(A Symphony in the Air)
She passed
and the air forgot its name.
A trail of fire, wrapped in flame.
Not footsteps, no… she left a bloom,
a whispered spell, a haunting plume.
Jasmine bruised with midnight spice,
vanilla smoke and crushed device,
amber kissed by ancient lore,
and musk like sin behind a door.
It wasn’t scent, it was a hymn,
a chorus pouring from her skin.
Each note a memory, raw, refined,
a fingerprint the soul designed.
It danced on silk, it clung to bone,
it made the silence overgrown.
You smelled her once, now every room
aches for that ghost…
that perfume.
It wasn’t soft… it struck like wine,
first sweet, then heat, then serpentine.
It woke the dark, it stirred the bed,
it crowned the lips where words had fled.
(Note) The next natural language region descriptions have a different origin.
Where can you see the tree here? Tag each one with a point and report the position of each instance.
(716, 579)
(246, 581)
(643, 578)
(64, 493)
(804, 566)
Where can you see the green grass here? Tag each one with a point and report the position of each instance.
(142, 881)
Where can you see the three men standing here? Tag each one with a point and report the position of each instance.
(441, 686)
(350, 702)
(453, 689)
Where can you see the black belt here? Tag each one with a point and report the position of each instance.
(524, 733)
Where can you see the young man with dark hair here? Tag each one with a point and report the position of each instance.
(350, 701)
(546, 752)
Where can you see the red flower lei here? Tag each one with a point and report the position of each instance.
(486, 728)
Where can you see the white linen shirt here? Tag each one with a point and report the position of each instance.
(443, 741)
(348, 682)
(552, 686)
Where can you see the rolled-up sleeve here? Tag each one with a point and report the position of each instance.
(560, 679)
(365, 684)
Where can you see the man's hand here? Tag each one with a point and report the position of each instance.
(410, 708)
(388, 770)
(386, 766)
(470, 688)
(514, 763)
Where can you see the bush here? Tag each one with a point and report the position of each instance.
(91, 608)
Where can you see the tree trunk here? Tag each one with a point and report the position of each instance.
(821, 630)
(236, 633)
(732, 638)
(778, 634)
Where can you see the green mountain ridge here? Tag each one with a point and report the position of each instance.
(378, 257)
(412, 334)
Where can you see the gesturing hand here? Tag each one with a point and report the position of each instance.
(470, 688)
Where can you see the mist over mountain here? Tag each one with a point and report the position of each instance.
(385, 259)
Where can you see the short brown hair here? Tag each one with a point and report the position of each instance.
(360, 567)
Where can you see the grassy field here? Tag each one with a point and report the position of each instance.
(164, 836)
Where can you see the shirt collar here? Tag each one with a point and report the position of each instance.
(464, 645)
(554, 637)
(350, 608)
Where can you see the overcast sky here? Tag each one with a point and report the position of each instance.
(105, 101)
Men forgot their vows that night.
Women wept with pure delight.
Time itself stood still to breathe
a scent like that will never leave.
It lives in coats, in creaking floors,
on letters slipped through velvet doors.
You lose her, yes - she slips too soon.
But you will always keep her perfume.
Perfume is more than fragrance , it’s a memory with a pulse, a phantom that lingers longer than presence itself. This poem captures how scent seduces, imprints, and outlives even the moments it was made for.